Echoing what Dan Harris concluded through his own striving, Carroll reminds us that thinking we will be happy/satisfied/complete/finished/calm once the next project/milestone/promotion/deal is “done” is ultimately just fooling ourselves:
Work has a peculiar way of keeping us off balance, focusing us on the future, worrying about where we are going, concerned about whether we will arrive at our destination with our career and paycheck intact. Being out of balance in such a way — focusing mainly on getting somewhere — can make us feel hesitant, worried, and restless. We may feel alert at work but not as free and open as we sense we could be. We may be enthused by the challenge, yet we are cautious and uneasy. The old question “What keeps you up at night?” is quite literal in business. Will the new accounting system launch smoothly this weekend? Will the presentation to the division president go well tomorrow? Will I get the promotion or will I be passed over again? The hecticness of succeeding, measuring up, responding to emergencies, getting somewhere fast, can keep us living in constant anticipation, robbing us of any sense of well-being and enthusiasm, making work a burden and distracting us from our lives.
That is not to imply we should abandon ambition and initiative! But it does mean understanding and accepting that true happiness and well-being can only be found first and foremost within us, never solely from external circumstances:
There is nothing outside us that can offer true well-being at work — indeed, in our lives. No paycheck, no retirement fund, no promotion, and no sympathetic boss — no circumstance can give us the confidence and well-being we are seeking.
Cornell professor Karl Pillemer famously researched the greatest regrets among more than 1,500 Americans over the age of 65, and the most common response — even among people who survived two World Wars and the Great Depression — was that they wished they’d spent less time worrying. On that front, I loved how Caroll described the constant “time travel” we all do that fuels a lifetime of worry: lurching between the past and the future while neglecting the present moment:
We discover that we live our lives in a kind of rehearsal behind the curtain of our thoughts, rehearsing what we could have done differently and what we will do differently in the future.

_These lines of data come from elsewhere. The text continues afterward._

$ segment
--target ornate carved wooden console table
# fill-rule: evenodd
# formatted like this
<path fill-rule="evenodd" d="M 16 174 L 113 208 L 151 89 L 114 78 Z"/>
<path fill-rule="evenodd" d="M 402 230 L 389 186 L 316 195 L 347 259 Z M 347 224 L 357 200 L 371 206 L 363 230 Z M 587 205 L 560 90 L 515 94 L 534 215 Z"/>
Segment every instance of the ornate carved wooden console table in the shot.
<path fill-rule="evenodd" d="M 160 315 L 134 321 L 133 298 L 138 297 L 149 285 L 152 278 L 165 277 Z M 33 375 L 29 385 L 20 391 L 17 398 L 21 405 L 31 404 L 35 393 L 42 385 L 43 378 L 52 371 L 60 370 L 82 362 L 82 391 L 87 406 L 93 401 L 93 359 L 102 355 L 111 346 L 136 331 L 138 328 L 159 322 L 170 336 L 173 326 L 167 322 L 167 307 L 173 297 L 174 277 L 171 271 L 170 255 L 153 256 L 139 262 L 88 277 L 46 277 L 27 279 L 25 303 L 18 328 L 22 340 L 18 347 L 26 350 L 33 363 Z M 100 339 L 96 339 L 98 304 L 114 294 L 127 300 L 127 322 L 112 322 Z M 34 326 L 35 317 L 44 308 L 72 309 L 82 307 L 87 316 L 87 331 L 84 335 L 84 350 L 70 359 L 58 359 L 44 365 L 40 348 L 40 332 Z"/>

And while Carroll’s book (and this list) are mostly about applying mindfulness to our work, yet again we’re reminded that the stakes are ultimately much, much greater than that:
Is there really anything outside ourselves that can offer us lasting peace or security in this ever-changing world? Can money and material wealth really give us confidence and joy? We need money for basic necessities, certainly, but no amount of money can relieve, for example, the suffering of our child struggling to survive leukemia. No amount of wealth can slow our parents’ aging or return our lost youth. Money cannot make us a better artist or friend; nor can it make the breeze any cooler or the sky any bluer.
As your reward for reading this far, you get … a confession: I don’t want you to read these books so that you’ll perform better at work (though I think that you will). I want you to read these books so that you’ll be just a little bit kinder to those around you, and more importantly a little bit kinder to yourself. Namaste.